Record-Setting $1.5 Billion Crypto Theft Keeps Lazarus Hackers At The Top of the Threat List

by | Feb 28, 2025

North Korea’s Lazarus hackers appear to have pulled off another record-setting crypto theft as security researchers are attributing the $1.5 billion Bybit hack to them. The exact cause of the breach is not yet known to the public, but Bybit insists that it has not found any breach of its own computers and that the incident must have something to do with the Safe smart wallet.

The crypto theft apparently took place during a regular transfer from Bybit’s offline cold wallets to their online trading wallets, with the Lazarus hackers able to somehow manipulate a smart contract. In spite of a $4 billion “bank run” on top of the theft, Bybit says that it obtained enough emergency funding to fully back all investments and remain solvent.

Lazarus Hackers Poised for Another Record Year

Though the Bybit incident is not their only caper thus far in 2025, the Lazarus hackers have already topped their prior annual record for crypto theft. The group’s best previous year was 2022, in which it racked up a total of $1.43 billion with almost half of that coming from the attack on Ronin Bridge and its companion game Axie Infinity.

Bybit has suggested that their Safe smart wallet was involved, but not necessarily at fault. What exactly that means is still not clear, but CEO Ben Zhou said that his company’s laptops were not at fault. More information is obviously needed to determine exactly how the Lazarus hackers got in.

The prior crypto thefts demonstrate that the group uses a mix of approaches, ranging from extremely sophisticated social engineering to scanning for vulnerabilities in wallet infrastructure. They also show a preference for decentralized platforms, and North Korea is willing to put major money behind these groups (reportedly numbering over 6,000 hackers between Lazarus and other teams) as the thefts prop up its heavily sanctioned government and its weapons programs.

Crypto Theft Mostly Involved ETH

The $1.5 billion in value stolen by the Lazarus hackers was in the form of over 400,000 ETH and stETH. That cascaded into another $4 billion flowing off of the platform as about 580,000 withdrawal requests were made when news of the theft broke. Bybit says that there were some delays in processing these requests due to volume but that they were not halted at any time, and despite the massive outflow the exchange secured enough emergency funding to cover everything and remains in good shape.
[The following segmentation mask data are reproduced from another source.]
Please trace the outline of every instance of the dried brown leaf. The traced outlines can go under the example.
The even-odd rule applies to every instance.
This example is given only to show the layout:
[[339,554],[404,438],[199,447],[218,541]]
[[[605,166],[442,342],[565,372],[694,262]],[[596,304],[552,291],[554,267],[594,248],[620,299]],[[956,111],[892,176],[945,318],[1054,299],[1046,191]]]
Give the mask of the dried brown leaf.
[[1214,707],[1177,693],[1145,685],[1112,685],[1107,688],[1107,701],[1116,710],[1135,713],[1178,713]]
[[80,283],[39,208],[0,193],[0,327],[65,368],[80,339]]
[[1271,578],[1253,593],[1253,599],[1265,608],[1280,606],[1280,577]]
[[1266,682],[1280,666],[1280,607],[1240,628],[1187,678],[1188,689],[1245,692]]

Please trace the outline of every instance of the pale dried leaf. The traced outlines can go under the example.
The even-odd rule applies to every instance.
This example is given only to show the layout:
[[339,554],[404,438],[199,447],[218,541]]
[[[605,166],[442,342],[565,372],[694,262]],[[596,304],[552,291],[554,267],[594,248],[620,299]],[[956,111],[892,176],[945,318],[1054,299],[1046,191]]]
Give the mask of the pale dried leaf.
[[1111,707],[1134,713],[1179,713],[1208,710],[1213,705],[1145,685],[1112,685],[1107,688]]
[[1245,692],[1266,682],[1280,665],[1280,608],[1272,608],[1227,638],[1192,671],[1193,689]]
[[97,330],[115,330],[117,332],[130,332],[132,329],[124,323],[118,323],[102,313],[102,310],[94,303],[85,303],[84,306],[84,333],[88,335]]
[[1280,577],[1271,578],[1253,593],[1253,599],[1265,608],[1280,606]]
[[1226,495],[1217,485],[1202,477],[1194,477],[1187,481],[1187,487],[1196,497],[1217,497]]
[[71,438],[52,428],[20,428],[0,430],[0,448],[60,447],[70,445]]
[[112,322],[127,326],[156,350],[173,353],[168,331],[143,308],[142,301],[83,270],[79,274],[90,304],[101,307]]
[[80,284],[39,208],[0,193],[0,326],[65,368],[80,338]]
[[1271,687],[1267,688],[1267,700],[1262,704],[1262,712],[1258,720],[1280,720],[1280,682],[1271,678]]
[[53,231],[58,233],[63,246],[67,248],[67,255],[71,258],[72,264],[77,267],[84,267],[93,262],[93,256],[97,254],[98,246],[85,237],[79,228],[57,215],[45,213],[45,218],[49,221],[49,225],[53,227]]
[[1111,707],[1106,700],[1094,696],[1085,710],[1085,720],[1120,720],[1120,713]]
Security firms have fingered Lazarus by tracing the movement of funds, with the stolen tokens eventually winding up in wallets known to previously be used by the group. One of its wallets was also shared with the January breach of Phemex, a theft of about $85  million USD in assets. Bybit is offering a 10% reward for return of the stolen funds, and security firm Elliptic says that it has recovered a small portion of the assets thus far.